Objective: To establish the effectiveness of EEG biofeedback using beta training as a relaxation technique and ultimately reducing anxiety levels of patients with confirmed unstable angina or myocardial infarction.
Methodology: Patients with confirmed unstable angina or myocardial infarction referred by cardiologists were recruited 2-3 days after their cardiac event from the cardiology wards. Their initial anxiety scores were determined using the Hospital Anxiety and Depression Scale. Those that returned for therapy underwent instrument feedback training using EEG every two weeks for a total of five sessions. EEG frequencies were measured for all sessions. Dropouts who did not participate in the program agreed to return 3 months later for the second psychological assessment. The study design was uncontrolled.

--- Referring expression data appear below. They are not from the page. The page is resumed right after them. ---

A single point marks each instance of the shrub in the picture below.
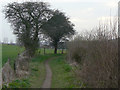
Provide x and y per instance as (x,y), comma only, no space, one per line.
(97,56)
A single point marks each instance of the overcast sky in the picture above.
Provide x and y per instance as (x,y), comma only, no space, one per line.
(85,14)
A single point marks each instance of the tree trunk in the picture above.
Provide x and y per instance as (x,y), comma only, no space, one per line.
(62,51)
(44,50)
(55,51)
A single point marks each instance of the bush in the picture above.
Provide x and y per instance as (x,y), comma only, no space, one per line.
(97,56)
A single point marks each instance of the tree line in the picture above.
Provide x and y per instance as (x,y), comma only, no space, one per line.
(31,19)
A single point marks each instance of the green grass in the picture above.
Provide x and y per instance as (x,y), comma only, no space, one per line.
(11,52)
(37,69)
(63,77)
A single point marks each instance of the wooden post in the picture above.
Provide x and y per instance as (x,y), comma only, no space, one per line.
(44,50)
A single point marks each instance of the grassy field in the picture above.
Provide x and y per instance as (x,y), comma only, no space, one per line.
(63,76)
(11,52)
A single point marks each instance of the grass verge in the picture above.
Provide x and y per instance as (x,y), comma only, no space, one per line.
(63,76)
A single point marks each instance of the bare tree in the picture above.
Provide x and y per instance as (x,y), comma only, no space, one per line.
(26,19)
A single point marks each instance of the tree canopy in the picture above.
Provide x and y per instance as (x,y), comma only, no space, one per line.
(57,28)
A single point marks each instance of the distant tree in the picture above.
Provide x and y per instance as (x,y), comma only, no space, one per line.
(26,19)
(58,28)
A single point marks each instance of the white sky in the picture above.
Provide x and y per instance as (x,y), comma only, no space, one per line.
(85,14)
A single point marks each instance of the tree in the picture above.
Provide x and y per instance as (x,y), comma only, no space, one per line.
(57,28)
(26,19)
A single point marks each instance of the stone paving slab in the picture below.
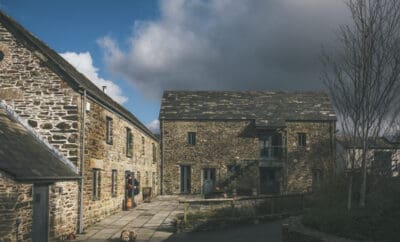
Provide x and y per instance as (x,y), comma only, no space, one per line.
(152,221)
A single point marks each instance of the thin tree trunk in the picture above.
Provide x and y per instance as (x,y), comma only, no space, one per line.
(363,189)
(350,192)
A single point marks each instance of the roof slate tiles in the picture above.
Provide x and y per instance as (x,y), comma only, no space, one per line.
(265,107)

Results: Subjects had significantly lower anxiety scores at the second screening (p < 0.001), while the dropouts had significantly higher scores (p < 0.001). Beta training was effective in increasing sensory motor rhythm (SMR) waves but no significant effect was present for the alpha waves.
Conclusions: The uncontrolled nature of the study limits firm conclusions. However, the significantly lowered anxiety scores for subjects and enhancing of SMR waves indicate the effectiveness of beta training as a promising approach to EEG biofeedback for anxiety reduction.
Keywords: EEG biofeedback; alpha waves; anxiety; beta waves; cardiac events.